La legge intanto amplia il campo di azione stabilendo che oltre ai lavoratori assunti possono essere oggetto di discriminazione anche i candidati in fase di selezione del personale e le modalità di organizzazione del lavoro, come per esempio la definizione degli orari, ma anche le modifiche apportate alle condizioni di lavoro.

La legge ha inoltre allargato l’obbligo di presentare un rapporto sulla situazione del personale maschile e femminile, che ora deve essere presentato dalle imprese con più di 50 dipendenti, e non più di 100 come in precedenza, con cadenza biennale.
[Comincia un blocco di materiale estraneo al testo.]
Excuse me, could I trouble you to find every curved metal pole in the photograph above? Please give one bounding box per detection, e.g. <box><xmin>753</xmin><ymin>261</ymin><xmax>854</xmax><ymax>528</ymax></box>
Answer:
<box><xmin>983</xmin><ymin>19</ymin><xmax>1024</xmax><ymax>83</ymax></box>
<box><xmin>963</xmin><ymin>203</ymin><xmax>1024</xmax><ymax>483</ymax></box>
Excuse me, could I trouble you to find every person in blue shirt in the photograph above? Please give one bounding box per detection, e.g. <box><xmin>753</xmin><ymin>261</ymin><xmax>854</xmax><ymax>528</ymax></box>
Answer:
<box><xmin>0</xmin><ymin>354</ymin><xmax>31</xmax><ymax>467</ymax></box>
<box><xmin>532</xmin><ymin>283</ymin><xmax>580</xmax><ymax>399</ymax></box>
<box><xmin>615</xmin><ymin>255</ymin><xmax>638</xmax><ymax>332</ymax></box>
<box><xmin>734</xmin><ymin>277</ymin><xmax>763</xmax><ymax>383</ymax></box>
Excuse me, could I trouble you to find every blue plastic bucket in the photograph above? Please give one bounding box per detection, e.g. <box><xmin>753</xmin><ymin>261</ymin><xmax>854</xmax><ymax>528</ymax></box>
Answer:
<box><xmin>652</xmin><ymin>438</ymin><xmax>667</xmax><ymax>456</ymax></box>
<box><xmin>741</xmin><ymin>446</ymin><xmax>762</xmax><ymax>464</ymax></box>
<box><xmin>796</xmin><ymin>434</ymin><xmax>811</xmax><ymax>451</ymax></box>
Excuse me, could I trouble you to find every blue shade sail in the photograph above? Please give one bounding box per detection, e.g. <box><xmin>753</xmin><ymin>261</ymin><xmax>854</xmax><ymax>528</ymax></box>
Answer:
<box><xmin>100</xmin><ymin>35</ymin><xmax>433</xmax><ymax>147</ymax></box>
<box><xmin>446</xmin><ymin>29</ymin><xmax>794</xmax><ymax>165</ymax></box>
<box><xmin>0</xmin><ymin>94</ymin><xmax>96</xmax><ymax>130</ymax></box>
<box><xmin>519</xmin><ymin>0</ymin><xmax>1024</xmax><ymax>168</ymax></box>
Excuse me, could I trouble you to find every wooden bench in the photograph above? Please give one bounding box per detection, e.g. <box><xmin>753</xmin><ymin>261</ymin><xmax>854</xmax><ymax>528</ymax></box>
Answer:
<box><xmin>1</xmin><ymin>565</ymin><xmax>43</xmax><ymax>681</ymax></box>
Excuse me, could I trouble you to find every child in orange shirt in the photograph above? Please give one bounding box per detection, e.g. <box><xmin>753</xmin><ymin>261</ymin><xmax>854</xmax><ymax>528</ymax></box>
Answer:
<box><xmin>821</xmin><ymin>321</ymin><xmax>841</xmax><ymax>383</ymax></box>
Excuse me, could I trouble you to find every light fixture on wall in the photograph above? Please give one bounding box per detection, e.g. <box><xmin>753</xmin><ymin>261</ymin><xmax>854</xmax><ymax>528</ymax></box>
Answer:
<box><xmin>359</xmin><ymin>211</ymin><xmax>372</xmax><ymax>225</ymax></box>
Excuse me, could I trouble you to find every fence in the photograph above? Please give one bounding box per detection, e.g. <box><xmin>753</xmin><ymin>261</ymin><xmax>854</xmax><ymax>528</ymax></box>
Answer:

La legge introduce anche il cosiddetto “bollino rosa”, che certifica le azioni messe in campo dai datori di lavoro per ridurre il divario di genere per parità salariale, possibilità di crescita all’interno dell’azienda e tutela della maternità.


Le imprese che ottengono il “bollino rosa” ottengono alcuni vantaggi:


  • l’esonero dal versamento di una parte dei contributi previdenziali a carico del datore di lavoro;
  • un punteggio premio per le aziende che richiedono l’accesso ad aiuti di Stato;
  • un punteggio premio per le imprese che partecipano a bandi di gara pubblici.


La Direttiva europea approvata a maggio 2023, che ora dovrà essere recepita dagli Stati, prevede invece oltre a un
obbligo di trasparenza per le retribuzioni applicate dalle aziende, anche l’obbligo di intervento se il divario retributivo supera il 5%. La direttiva impone poi il rispetto della parità all’interno delle gare pubbliche e prevede obblighi sia per il datore di lavoro privato che per i datori di lavoro del settore pubblico.